This week’s U.S.-Africa Leaders Summit was designed as a new opportunity for the United States to prove its commitment to forging stronger ties with African nations. Some 49 African heads of state received invitations for the three-day summit, which took place Dec. 13-15 in Washington, D.C.
The only nations in attendance were those that have not been sanctioned by the African Union (AU), the organizing body of the 55 countries on the continent. Six countries—Eritrea, Guinea, Sudan, Mali, Western Sahara and Burkina Faso—were not invited to take part in the summit, a U.S. State Department official acknowledged, because the U.S. does not have diplomatic relations with Eritrea or Western Sahara. The other four nations are currently suspended from the AU. AU Chairperson Moussa Faki Mahamat was also in attendance.
“The summit is really rooted in the recognition that Africa is a key geopolitical player and one that is shaping our present and will shape our future,” U.S. senior administration officials insisted in a background press call. “As Secretary [of State Antony] Blinken underscored during one of his recent trips to the continent this year, Africa will shape the future not just of the African people, but of the world. Indeed, with one of the world’s fastest-growing populations, largest free-trade areas, most diverse ecosystems and…largest voting––regional voting groups in the United Nations, African contributions, partnerships and leadership are essential to meeting this era’s defining challenges.”

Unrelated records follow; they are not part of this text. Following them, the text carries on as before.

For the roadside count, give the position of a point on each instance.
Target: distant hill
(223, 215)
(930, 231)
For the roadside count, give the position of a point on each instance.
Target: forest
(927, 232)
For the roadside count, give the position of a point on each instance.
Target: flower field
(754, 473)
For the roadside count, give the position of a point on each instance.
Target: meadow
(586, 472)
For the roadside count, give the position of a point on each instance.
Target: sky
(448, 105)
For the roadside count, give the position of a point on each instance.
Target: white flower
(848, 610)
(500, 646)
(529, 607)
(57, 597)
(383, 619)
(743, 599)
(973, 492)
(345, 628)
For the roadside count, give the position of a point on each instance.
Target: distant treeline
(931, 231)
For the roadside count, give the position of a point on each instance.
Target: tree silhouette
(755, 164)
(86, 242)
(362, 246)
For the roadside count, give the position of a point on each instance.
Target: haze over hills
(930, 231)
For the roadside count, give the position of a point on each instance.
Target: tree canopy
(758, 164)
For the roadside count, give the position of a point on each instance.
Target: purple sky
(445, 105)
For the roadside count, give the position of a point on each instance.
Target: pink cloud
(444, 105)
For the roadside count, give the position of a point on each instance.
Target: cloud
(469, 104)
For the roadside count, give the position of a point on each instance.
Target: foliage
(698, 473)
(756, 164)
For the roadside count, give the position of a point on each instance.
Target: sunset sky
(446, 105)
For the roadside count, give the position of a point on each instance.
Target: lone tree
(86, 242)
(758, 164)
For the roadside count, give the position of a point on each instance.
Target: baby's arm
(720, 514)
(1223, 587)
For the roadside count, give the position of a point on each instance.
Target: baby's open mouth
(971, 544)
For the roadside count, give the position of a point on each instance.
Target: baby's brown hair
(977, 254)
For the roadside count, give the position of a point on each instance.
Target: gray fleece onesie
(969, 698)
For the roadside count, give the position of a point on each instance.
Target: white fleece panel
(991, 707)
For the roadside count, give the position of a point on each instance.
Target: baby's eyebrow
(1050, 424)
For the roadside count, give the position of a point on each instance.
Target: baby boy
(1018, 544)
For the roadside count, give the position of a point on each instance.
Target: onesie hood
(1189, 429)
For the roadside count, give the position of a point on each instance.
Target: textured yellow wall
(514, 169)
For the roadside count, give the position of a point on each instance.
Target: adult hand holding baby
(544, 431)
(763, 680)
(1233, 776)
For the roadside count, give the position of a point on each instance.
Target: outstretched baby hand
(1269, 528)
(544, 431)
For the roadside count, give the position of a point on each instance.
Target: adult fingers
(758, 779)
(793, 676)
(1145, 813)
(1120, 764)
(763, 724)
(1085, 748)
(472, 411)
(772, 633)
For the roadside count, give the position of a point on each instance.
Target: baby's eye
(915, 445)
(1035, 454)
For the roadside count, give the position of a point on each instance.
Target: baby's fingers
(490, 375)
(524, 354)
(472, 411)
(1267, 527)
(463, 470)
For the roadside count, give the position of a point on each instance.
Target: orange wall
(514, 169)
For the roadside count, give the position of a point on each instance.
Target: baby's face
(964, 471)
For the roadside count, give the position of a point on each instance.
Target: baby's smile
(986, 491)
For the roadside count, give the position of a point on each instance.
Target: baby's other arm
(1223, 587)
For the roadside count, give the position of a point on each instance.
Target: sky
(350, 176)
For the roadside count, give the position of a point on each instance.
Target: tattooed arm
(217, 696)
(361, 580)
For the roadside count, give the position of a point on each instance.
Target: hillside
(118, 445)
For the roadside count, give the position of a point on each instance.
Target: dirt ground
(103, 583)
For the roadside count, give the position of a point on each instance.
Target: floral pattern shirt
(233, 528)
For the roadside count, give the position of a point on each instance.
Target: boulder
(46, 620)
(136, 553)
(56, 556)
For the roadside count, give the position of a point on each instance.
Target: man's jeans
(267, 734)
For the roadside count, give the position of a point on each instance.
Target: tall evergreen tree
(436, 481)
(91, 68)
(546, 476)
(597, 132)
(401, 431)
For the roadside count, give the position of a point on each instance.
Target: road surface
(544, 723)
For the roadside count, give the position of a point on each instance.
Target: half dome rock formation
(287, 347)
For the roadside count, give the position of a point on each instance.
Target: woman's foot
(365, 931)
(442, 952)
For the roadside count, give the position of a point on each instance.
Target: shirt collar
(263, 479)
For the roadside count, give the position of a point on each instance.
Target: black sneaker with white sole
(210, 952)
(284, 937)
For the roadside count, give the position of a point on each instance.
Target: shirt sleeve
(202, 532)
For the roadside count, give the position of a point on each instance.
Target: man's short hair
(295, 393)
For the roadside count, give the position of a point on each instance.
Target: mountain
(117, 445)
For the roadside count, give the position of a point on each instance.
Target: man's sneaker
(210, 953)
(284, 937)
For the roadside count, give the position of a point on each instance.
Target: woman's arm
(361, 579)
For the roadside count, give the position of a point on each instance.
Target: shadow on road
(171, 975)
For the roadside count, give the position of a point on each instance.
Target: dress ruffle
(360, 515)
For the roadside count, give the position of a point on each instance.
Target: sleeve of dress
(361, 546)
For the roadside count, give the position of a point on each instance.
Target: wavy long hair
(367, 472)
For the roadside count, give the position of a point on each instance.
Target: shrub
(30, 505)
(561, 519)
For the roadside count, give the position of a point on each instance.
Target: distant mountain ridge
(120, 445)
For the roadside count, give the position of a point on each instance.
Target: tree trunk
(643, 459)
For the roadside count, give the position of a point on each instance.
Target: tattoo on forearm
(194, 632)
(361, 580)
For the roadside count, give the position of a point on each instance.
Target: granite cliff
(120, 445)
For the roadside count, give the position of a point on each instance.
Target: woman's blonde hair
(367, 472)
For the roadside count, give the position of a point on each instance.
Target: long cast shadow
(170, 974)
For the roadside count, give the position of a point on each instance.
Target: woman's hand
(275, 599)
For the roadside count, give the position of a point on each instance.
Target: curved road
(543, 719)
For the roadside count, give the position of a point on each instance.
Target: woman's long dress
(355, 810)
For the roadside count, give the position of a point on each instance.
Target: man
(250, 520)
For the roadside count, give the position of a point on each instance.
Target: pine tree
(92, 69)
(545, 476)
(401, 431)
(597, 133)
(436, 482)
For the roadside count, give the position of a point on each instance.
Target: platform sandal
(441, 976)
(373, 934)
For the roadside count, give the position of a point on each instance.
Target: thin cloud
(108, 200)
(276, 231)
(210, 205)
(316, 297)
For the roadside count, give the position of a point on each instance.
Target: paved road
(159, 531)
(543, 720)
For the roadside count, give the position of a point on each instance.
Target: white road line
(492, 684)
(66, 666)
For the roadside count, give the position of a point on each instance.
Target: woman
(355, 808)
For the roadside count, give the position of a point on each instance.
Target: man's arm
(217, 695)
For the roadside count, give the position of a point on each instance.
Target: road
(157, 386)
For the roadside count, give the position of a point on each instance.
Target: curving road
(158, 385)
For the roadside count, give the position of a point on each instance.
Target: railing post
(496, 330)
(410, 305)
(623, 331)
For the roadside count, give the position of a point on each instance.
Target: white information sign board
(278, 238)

The summit began with a Young Leaders/Diaspora Forum at the Smithsonian National Museum of African American History and Culture. That event was aimed at recognizing the shared cultural and historical bonds the African diaspora community has within the United States.
House Foreign Affairs Committee Chairperson Gregory Meeks (D-NY) told those at the museum that he has always advocated for “a U.S. foreign policy that aims to strengthen our relationship with our African partners by drawing upon the immense talent and diverse experiences of the African diaspora.” Meeks said that serving as the first African American to chair the House Foreign Affairs Committee has meant “moving Africa from the back burner to the front burner. … So that it is not just being heard by subcommittees but by the full committee and so that everybody knows the importance and significance of making sure that we are engaging with the youngest and fastest-growing continent on the planet called Earth.”
Rep. Ilhan Omar (D-MN), the first naturalized U.S. citizen born in Africa to serve in the U.S. Congress, spoke up about the resiliency of Africans and Africa’s diaspora. “There is a danger to a single narrative that oftentimes strips us of the resiliency of our brilliance—of our strength,” she said. “The narratives that are existing in the continent and outside of the continent lead folks to forget that when given the opportunity, we excel.” When barriers are removed, Omar insisted, Africans can innovate and create. African nations may have governments that are still dealing with the residues of colonialism and wars, but African people are pushing past those remnants and creating beyond that, she said. “When we start to believe in ourselves, I think we are limitless and there are great opportunities for us to create the kind of investment that the African continent needs—if we push for the right partnerships that do not exploit the continent and its people but enrich the continent and its people.”
And that’s what groups like the Black Alliance for Peace (BAP) say they fear with efforts like the U.S. Leaders Summit. The U.S. role in Africa has been to disrupt African governments, said Margaret Kimberley, BAP’s Africa Team co-coordinator. “The same country that led the destruction of Libya in 2011 precisely because Muammar Gaddafi was trying to unify African nations—trying to come up with a currency that would help nations like his that were rich in natural resources—this same country can’t turn around 10 years later and claim to be a friend of Africa.” BAP held a week of protest actions to counter the summit. The group said it wants to highlight issues that should be on the agenda at the summit, like the dismantling of the U.S. Africa Command (AFRICOM), which controls the military of most African countries and gives the U.S. some sway over those nations.
If it really wants to forge closer ties with the African continent, the U.S. itself will have to change and no longer be committed to the kind of full-scale dominance that says the U.S. has the right to control the rest of the world, BAP’s Kimberley said: “Despite any words, actions show that the U.S. is still dedicated to getting what it wants and the impact on other countries [is] of no consideration.”
The Biden administration has termed this second-ever U.S.-Africa Leaders Summit as an event rooted in the recognition that Africa is a key geopolitical player. It fended off suggestions that the U.S. is trying to counter inroads made on the continent by Russia, which is now the largest weapons supplier to Africa, and China, whose Belt and Road Initiative has made billion-dollar investments in infrastructure on the continent.
The previous, and initial, U.S.-Africa Leaders Summit was held in 2014 under President Barack Obama, after his summer 2013 trip to Africa. President Biden is said to be planning to travel to Africa in 2023 and Vice President Kamala Harris may go as well.